©Tosha Gaines

The world is a diverse place, yet most photographers’ portfolios do not reflect that. While there is comfort in sticking with what’s familiar to you, stepping out of your comfort zone brings understanding, empathy, and appreciation of diversity in countless ways. Many photographers struggle to answer the question: How do I approach a disabled client?

Photographers often worry about how to interact with people with disabilities during a session. While most photographers are competent when it comes to creating images, working with individuals with disabilities—whether those disabilities are visible or invisible—takes specific skills and good communication. I have been fortunate to know how it feels from both sides, being autistic (an invisible disability) and a photographer.

I’ve also been an occupational therapist for more than 17 years, and I’ve noticed how photographers are afraid to talk about this subject. Additionally, many photographers lean into portraying disabled subjects as inspirational; however, we just wanted to be normalized.

We live our lives like typical people but doing it in an adaptive way. We want to be seen as normal and treated the same way as anyone else would. Here are some tips I’ve developed that you can use when you’re hired to work with a subject who as a visible or invisible disability. 

©Tosha Gaines

1. Direct eye contact isn’t required. You can make a beautiful portrait that doesn’t include eye contact. As photographers, our job is to convey a story no matter if there is eye contact or not. Our eyes tell a story and provoke emotions. But be mindful that there are some disabilities—including autism and visual impairments—that make eye contact difficult or uncomfortable.

©Tosha Gaines

2. Be patient. Patience is important when you’re photographing atypical subjects. Allow them space and time to adjust to transitions. Some clients need longer to process the information from prompts and instruction you provide. Many photographers like to work at a fast pace with little time allowed for clients to prepare themselves for transitions. Transitions can be difficult for some people due to sensory overload. Plan time for a client to take a break during the session for any number of reasons including limited mobility or anxiety. If you feel the first hint that you are getting upset because an atypical client is not doing what you want them to do, immediately step back and let it go. During planning, ask your subject if they anticipate they’ll need additional time or a quiet space for breaks. Is there is a certain music or food they would like to have during the session to feel more comfortable? Be kind. Allow them to adjust and to transition.

©Tosha Gaines

3. Learn the language. Learn and understand what person-first language vs. identity-first language is and how to use it in conversations with your atypical client. Ask what their preference is during your first meeting.

4. Be open. Have an open conversation to increase your awareness of their disability and ask questions. I’ve found that it’s best to be face-to-face or voice-to-voice for this conversation. Calls or video chats work great.
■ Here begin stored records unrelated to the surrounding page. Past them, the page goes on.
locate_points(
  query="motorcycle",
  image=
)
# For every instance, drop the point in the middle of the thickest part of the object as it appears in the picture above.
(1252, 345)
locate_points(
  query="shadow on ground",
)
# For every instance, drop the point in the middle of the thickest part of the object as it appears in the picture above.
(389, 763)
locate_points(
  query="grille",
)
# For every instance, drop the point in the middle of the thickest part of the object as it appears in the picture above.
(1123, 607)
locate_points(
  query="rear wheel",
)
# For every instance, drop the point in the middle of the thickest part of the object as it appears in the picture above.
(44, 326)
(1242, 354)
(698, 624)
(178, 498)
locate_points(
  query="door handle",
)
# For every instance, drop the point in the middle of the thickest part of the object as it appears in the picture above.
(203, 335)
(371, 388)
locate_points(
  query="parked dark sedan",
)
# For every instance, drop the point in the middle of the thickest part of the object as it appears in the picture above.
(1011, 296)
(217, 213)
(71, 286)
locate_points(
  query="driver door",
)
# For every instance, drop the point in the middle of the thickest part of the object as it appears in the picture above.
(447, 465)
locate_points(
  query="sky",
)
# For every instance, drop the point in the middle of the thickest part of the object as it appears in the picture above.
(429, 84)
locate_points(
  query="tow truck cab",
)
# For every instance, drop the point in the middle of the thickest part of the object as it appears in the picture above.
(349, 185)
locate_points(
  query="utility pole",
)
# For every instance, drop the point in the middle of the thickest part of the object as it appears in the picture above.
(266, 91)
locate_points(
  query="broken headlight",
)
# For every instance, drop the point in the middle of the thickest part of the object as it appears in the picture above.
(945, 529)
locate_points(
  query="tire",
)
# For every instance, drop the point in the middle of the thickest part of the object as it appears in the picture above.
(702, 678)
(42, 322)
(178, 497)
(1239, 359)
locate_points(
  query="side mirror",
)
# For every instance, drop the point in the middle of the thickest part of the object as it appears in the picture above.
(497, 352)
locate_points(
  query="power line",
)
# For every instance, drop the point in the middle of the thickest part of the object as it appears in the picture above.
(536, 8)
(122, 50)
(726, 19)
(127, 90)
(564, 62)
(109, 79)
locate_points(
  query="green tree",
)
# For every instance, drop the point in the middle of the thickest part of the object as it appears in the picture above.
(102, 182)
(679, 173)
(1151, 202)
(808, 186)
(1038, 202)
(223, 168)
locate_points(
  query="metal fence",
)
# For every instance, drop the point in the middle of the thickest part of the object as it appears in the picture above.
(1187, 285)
Invest time in personal communication, and you’ll earn clients’ trust from the start. Build a rapport with clients to understand their disabilities. Never go into a session without having this connection.

©Tosha Gaines

5. Have an empathetic ear. Photo sessions can be considered therapeutic to an atypical subject. Be ready to listen to their story. Generally, the client will open up about their disability, their feelings, and things that have happened to them when they’re in a space where they feel safe and heard. This also sets the tone of your session to convey their story. You do not have to be a therapist during the session, just a person who listens empathetically. 

6. Be aware of the environment and clients’ sensory needs. Atypical subjects can be sensitive to smells, lighting, and moving air. Be aware that bright sunlight or fluorescent light might hurt their eyes, certain textures might bother them, and smells can be perceived much stronger and more irritating to some. Try to reduce or eliminate potential irritants as best as you can. Be careful even with continuous lighting and strobes because they might be a trigger for your client or create a distraction. I frequently use the StellaPro Reflex S because its small, portable size causes minimal distraction. The most important thing is to listen to your client. If the client complains or makes a remark about something, don’t just brush it off. Make sure you can accommodate their needs. You may have to move to a different area, swap out a textile in the set or clothing, or simply wait for a different time altogether.


Remember that atypical clients represent a broad range of abilities. We, as professional photographers, have the remarkable opportunity to tailor every photo experience to each client’s needs. 

Tosha Gaines is a photographer in Birmingham, Alabama.